Quote:

“A nation that continues year after year to spend more money on military defense than on programs of social uplift is approaching spiritual death.”--Martin Luther King

Wednesday, July 22, 2015

R.I.P. E.L. Doctorow











The fact is that some terrible deep damage to the nation was done in the aftermath of 9/11. The government that swung into action misdirected its response and, with devious arguments to the American people, took us to war. In short time it had adopted the policies of an authoritarian state. Americans found themselves the sponsors of torture, and of the endless imprisonment without trial or counsel of presumed terrorists; they learned well after the fact that they themselves were subject to secret illegal surveillance by their government, and they saw their Constitution disdained with the unilateral abrogation of international treaties such as the Geneva Convention, though such treaties are constitutionally "the supreme Law of the Land." All these measures were claimed as wartime expedients and promoted with a propaganda of fear. At the same time, the scientific evidence of global warming was ignored, religious literalism was put in the way of medical advance, regulatory agencies were given over to the very industries they were to regulate and, rife with wartime corruption, this government left to wallow an American population severely alienated by gross economic inequalities, the forces of wealth thriving at the expense of the middle class and the shrill demagogues of right-wing radio and television shouting down all principled disagreement with what was happening.

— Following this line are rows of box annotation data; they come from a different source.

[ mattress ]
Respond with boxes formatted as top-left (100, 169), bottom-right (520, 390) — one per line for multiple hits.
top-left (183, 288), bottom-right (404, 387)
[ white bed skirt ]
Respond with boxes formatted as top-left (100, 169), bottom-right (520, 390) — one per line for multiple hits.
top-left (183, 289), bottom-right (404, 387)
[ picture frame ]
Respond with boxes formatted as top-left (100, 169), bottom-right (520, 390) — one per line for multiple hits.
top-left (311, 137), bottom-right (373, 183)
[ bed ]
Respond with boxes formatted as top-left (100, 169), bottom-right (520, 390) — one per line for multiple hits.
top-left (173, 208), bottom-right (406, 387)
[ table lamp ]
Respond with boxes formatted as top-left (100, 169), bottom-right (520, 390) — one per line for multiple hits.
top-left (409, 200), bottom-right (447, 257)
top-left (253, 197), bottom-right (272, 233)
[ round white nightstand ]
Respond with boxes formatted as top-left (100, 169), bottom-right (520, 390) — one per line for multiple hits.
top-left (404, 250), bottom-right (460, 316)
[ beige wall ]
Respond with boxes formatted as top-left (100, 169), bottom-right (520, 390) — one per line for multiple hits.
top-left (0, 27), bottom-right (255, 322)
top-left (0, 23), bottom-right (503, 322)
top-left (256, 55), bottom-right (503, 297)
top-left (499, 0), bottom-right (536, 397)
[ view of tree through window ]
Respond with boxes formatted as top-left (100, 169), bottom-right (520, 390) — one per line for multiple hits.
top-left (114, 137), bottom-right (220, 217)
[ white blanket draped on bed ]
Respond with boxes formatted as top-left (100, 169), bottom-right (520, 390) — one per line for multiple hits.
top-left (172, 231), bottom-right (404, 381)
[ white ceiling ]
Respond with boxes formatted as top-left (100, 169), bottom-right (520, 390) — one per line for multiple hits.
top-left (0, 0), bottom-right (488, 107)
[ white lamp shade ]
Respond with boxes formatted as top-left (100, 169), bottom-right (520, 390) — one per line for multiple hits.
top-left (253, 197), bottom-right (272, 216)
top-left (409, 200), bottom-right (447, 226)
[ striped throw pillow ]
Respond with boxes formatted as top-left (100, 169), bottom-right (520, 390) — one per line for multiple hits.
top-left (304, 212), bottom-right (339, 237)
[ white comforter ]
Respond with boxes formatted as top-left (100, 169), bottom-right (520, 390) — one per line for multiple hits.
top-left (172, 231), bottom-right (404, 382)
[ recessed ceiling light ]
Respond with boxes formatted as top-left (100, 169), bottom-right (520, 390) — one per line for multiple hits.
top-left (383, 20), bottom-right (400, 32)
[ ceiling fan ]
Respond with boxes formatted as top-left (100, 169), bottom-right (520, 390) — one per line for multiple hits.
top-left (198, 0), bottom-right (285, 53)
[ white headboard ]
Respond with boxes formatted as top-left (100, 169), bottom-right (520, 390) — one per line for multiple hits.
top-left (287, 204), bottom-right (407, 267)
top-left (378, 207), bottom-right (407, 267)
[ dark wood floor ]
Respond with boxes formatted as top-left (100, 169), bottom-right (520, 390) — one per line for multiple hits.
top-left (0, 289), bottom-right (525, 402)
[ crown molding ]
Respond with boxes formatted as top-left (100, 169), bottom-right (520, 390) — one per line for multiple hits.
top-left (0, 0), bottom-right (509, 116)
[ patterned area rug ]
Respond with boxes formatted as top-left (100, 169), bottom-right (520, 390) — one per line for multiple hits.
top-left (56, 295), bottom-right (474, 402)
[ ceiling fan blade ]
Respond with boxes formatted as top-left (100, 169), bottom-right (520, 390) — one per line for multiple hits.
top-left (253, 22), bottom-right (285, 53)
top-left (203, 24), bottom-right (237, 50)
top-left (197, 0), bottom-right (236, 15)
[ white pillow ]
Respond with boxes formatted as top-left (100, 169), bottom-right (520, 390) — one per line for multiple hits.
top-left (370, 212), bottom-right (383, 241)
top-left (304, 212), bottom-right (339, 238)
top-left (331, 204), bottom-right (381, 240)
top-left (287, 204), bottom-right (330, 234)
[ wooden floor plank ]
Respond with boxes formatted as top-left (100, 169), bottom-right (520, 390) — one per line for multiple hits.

The resulting trauma to the American people’s sense of themselves and their country is still being felt. We have not wanted to believe that a sitting president and his advisers could have so given themselves to an agenda of social, economic and environmental deconstruction, and with such relentless violations of constitutional law as to render themselves, definably, as subversives.--E.L. Doctorow

Like a great number of people I came to Doctorow when The Book of Daniel arrived. It was, my God, a literary novel!  At the time I had the snotty idea that people weren't writing such things anymore. Then I read Ragtime and Loon Lake and enjoyed them as well.  I have Billy Bathgate on my shelf right now, in fact, having recently snatched it from the senior center across the street.  Maybe I'll try it when I'm done with Mitchell's Up in the Old Hotel.